Highlights & Insights

  • Point-wise frequency attention: By mapping multiresolution hash levels to specific frequencies, selecting levels per point decouples frequency representation, fitting the spatial heterogeneity of CT (homogeneous tissue vs. boundaries) better than uniform fusion.
  • Gradient-guided self-supervision: The use of attenuation gradients to generate soft Gaussian targets for attention alignment is a lightweight self-supervised paradigm for frequency allocation without manual labels.
  • Multi-purpose uncertainty: \(\beta^2\) simultaneously weights projection loss, modulates attention alignment intensity, and prevents variance collapse via the \(\ln\hat\beta^2\) term.
  • Discrepancy as a learnable field: Using the \(\ln(\sinh x/x)\) physical form to implicitly isolate scatter and other discrepancies into \(\sigma\) prevents them from contaminating the main attenuation \(\mu\).

Limitations & Future Work

  • Reliability of pseudo-GT: Real data evaluation relies on FDK pseudo-GT or no-reference metrics (MANIQA) due to strong discrepancies, making absolute accuracy difficult to verify.
  • PSNR disadvantage vs. Gaussians: In synthetic scenarios, R2-Gaussian and Vol3DGS occasionally achieve higher PSNR, whereas GH-NAF excels in SSIM. If absolute intensity accuracy is the sole metric, the advantage is less pronounced.
  • Hyperparameter complexity: The presence of multiple hyperparameters (\(\lambda_\sigma, \lambda_{attn}, \dots\)) suggests potential sensitivity, though robustness and efficiency details are deferred to the supplementary material.
  • Future directions: Mapping target levels via learnable functions or incorporating multi-directional gradients might better handle anisotropic structures.
  • vs. NAF: While NAF uses multiresolution hashes, it fuses levels uniformly and treats discrepancies as noise; GH-NAF decouples frequency via attention and explicitly models discrepancies.
  • vs. SAX: SAX focuses on multi-scale interaction but lacks spatial-context-aware level selection; GH-NAF's point-wise attention offers superior boundary fidelity.
  • vs.
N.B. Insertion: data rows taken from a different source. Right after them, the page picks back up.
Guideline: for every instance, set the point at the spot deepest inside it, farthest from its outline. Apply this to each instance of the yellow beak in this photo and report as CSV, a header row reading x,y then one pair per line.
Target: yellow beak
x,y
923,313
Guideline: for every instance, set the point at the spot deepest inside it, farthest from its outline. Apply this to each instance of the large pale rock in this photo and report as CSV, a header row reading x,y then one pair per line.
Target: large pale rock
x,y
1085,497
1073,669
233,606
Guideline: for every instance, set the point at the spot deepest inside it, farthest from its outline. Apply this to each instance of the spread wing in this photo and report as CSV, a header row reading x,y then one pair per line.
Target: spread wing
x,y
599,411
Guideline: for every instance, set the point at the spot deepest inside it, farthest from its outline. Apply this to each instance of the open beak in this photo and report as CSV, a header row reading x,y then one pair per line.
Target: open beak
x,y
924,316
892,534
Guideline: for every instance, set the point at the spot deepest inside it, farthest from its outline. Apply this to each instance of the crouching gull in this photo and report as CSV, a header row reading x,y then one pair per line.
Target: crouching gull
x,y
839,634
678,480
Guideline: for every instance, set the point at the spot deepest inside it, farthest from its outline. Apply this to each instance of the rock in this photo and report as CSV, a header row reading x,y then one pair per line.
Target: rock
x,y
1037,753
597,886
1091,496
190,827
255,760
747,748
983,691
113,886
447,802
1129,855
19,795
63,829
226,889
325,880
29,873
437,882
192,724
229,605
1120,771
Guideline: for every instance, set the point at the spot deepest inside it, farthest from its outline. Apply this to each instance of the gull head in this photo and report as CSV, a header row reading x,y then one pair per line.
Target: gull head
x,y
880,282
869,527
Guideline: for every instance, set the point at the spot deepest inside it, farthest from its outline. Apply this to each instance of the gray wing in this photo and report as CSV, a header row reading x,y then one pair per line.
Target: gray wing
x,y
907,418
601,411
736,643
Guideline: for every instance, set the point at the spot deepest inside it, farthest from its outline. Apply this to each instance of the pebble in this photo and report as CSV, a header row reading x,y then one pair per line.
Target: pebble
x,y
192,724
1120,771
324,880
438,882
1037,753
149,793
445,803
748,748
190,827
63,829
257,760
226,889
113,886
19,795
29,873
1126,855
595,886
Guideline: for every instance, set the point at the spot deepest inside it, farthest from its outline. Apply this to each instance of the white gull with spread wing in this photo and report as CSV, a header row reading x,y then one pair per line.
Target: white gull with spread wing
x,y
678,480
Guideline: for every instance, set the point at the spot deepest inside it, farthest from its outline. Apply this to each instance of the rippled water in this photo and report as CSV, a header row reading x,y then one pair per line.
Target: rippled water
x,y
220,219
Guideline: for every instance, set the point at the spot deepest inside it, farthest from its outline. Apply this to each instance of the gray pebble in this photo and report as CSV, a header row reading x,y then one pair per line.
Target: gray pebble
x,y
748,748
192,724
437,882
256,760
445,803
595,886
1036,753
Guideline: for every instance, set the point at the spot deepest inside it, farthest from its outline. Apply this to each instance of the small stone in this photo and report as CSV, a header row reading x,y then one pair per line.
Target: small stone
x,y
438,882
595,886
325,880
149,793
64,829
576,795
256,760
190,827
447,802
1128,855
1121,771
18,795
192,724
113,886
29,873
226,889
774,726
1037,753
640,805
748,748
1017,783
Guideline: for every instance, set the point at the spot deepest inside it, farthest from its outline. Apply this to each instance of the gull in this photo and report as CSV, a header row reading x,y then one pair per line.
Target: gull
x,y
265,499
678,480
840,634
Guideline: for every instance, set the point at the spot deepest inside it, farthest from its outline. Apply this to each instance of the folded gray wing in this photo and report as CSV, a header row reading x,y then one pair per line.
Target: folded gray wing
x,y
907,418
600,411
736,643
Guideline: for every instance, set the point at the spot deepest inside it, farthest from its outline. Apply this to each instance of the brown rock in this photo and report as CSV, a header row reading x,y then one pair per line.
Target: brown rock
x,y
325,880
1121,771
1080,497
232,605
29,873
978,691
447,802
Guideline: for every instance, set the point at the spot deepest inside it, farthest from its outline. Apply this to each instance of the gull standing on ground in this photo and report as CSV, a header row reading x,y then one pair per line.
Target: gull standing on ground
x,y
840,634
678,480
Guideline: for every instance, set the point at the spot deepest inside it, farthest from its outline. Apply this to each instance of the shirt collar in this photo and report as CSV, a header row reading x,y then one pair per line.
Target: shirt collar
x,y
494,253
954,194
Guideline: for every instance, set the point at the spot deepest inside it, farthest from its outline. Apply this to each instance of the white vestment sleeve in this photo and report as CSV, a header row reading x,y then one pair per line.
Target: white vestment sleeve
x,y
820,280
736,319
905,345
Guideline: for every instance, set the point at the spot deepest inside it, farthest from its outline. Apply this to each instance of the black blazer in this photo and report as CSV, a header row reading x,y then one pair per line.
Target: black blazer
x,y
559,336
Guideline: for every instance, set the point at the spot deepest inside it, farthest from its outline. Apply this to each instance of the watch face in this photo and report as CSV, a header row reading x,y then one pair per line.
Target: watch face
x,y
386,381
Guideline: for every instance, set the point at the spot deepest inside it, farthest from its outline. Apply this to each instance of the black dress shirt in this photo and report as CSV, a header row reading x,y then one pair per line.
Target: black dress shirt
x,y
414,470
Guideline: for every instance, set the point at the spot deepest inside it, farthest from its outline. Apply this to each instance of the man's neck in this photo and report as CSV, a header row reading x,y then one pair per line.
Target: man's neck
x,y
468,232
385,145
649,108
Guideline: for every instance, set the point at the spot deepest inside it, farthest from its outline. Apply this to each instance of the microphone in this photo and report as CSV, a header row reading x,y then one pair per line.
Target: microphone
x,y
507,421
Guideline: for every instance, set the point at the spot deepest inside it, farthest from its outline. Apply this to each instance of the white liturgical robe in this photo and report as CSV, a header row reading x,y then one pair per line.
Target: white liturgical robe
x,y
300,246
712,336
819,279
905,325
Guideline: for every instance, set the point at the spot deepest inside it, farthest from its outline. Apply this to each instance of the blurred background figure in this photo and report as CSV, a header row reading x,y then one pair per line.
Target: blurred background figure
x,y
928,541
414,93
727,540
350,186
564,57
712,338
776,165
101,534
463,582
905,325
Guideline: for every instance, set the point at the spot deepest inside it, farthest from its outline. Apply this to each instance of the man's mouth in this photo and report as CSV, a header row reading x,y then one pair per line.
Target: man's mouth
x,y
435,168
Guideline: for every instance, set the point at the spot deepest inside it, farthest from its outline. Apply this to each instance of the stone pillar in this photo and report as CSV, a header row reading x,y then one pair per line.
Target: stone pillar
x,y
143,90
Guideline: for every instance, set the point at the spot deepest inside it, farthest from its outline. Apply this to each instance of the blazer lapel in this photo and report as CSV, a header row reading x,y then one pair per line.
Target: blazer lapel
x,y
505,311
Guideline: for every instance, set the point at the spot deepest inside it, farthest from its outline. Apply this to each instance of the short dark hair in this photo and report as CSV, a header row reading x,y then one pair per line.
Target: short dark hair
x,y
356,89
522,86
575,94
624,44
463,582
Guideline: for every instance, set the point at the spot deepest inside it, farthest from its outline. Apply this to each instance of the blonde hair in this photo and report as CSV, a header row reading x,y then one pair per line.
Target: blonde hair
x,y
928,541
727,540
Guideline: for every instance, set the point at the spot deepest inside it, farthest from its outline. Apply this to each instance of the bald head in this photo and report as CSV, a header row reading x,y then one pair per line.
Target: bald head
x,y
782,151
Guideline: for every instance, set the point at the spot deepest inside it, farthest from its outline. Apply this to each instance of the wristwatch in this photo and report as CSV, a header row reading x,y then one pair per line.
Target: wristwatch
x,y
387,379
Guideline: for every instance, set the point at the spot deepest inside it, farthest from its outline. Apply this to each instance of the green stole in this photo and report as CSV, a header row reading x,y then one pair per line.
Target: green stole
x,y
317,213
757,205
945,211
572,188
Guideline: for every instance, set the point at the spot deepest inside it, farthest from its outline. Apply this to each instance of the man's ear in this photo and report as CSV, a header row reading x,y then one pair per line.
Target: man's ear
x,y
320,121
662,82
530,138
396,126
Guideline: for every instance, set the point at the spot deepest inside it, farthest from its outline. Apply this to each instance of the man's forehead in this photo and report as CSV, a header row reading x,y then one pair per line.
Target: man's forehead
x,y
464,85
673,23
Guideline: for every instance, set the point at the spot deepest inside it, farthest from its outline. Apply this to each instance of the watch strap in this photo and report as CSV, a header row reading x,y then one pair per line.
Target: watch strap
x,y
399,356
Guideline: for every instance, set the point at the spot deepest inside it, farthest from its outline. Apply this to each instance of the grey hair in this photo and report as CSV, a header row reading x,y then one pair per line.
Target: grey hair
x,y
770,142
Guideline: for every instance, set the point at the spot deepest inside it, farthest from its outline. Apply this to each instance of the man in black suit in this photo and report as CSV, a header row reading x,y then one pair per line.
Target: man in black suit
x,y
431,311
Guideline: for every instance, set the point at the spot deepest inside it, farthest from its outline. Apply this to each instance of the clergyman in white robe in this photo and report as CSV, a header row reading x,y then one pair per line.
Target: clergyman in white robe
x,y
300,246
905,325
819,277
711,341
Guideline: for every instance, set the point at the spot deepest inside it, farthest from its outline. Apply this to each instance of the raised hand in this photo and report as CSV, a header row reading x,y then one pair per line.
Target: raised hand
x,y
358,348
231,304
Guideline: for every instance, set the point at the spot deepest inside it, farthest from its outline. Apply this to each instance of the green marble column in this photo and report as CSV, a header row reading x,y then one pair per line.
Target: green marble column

Gaussian-based methods (R2-Gaussian/Vol3DGS): Gaussians are faster and often reach higher PSNR but suffer from artifacts and lower SSIM under real CBCT discrepancies. GH-NAF prioritizes structural consistency.
  • vs. Analytical Correction (Park et al.): Analytical methods often require metal geometry or multi-energy models; GH-NAF is more general-purpose by implicitly learning the discrepancy density \(\sigma\).

Rating

  • Novelty: ⭐⭐⭐⭐ Point-wise level attention + gradient self-supervision is a distinct frequency decoupling strategy for neural field CBCT.
  • Experimental Thoroughness: ⭐⭐⭐⭐ Broad coverage of real and synthetic data, though some ablation details are relegated to the supplement.
  • Writing Quality: ⭐⭐⭐⭐ Clear motivation and linking of mechanisms; evaluation metrics are slightly inconsistent across datasets but well-explained.
  • Value: ⭐⭐⭐⭐ Practical for low-dose clinical settings by addressing real CBCT projection discrepancies without labels.